Gross inadequacies are noticed in terms of value addition due to inadequate attention to crop specific infrastructure and post-harvest technologies like pre-cooling, cold storages with assured power at uniform voltage, price hedging operations, and market reforms in the farm sector. 
 
Some States have initiated special studies in this regard to prioritize their investments in these areas and deploy the needed resources. The impacts of these initiatives would be felt in due course. However, there is a regulatory overhang in India with more than twelve Union ministries, corresponding state ministries, laws framed by the Union government with rules framed by the state governments for implementing them. 
 
Still, due to the several food control orders governing the production and trade of those commodities and crops into which the farmers would like to diversify, the farmer, rural industry and farm trade are virtually strangulated. While there is an awakening in respect of these areas, the speed of reforms and actions in these areas deserve urgent attention.
 
Farmers benefit from more accurate weighing, faster processing time, and prompt payment, and from access to a wide range of information, including accurate market price knowledge, and market trends, which help them decide when, where, and at what price to sell. E-NAM has not fully absorbed the e-Choupal model.
 
Farmers selling directly to ITC Ltd through an e-Choupal typically receive a higher price for their crops than they would receive through the mandi system, on an average about 2.5% higher. The total benefit to farmers includes lower prices for inputs and other goods, higher yields, and a sense of empowerment.
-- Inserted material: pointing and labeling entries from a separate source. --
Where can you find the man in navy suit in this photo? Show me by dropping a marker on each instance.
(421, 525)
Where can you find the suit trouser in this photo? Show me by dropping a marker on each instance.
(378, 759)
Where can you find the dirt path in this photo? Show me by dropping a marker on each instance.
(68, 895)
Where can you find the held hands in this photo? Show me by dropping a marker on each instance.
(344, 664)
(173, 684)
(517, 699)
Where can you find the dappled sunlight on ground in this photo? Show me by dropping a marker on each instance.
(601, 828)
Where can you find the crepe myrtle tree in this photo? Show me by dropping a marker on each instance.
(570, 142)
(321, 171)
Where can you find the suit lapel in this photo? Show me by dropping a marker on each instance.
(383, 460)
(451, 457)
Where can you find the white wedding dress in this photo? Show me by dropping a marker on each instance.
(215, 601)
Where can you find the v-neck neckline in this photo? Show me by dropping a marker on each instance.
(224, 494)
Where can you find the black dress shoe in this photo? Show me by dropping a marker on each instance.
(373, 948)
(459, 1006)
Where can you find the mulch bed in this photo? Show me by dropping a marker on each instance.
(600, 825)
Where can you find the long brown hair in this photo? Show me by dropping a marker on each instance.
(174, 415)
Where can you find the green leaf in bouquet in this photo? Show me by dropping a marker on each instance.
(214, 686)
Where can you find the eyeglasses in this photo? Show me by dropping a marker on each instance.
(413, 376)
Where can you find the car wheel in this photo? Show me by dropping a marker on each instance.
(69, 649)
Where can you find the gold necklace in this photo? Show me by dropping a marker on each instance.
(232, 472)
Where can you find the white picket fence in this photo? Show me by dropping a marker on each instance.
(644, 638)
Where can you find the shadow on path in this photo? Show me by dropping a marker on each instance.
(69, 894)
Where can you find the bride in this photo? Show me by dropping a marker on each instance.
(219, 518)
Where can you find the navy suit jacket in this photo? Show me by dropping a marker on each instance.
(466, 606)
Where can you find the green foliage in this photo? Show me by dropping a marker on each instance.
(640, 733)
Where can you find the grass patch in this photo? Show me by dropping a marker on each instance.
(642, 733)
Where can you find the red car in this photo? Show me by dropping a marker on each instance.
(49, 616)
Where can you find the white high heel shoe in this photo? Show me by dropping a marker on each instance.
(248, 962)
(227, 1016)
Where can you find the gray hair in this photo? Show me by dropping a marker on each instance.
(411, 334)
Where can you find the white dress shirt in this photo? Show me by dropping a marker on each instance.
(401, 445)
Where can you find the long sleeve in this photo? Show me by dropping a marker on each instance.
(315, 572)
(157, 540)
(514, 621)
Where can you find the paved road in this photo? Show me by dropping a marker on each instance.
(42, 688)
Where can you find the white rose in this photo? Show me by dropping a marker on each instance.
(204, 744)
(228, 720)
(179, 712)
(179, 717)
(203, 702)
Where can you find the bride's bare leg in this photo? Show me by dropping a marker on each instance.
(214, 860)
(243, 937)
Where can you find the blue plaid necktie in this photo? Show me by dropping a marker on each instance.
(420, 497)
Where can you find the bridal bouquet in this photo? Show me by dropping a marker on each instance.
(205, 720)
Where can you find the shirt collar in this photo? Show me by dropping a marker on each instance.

The e-Choupal system has had a measurable impact on what farmers chose to do. The system also provides direct access to the farmer to information about conditions on the ground, improving planning and building relationships that increase its security of supply. Farmers Producers Organizations (FPO) are gaining ground, albeit slowly. FPOs need clusterisation to derive greater advantage. 
 
Every Law should stand the test of the Constitution and stakeholder consultation a priori and should be subject to regulatory impact assessment at the beginning of the first Parliament session of the year.
 
Increased urbanisation during the last five decades has not diminished the rural space significantly. Comprehensive connectivity of village complexes providing economic opportunities to all segments of people remains unfulfilled. 
 
The integrated method that will bring prosperity to rural areas envisages four types of connectivity: physical connectivity through quality roads and transport; electronic connectivity through telecom with high bandwidth fibre optic cables; knowledge connectivity through education, skill training for farmers, artisans and craftsmen and entrepreneurship programmes, where the future roadmap of economic growth lies. 
 
It is not so much globalisation that is important as global competitiveness that is the need and healthy growth of manufacturing micro, small and medium enterprises (MSMEs), empowering women and reordering the subsidy regime in all the fields. We have no room for complacence.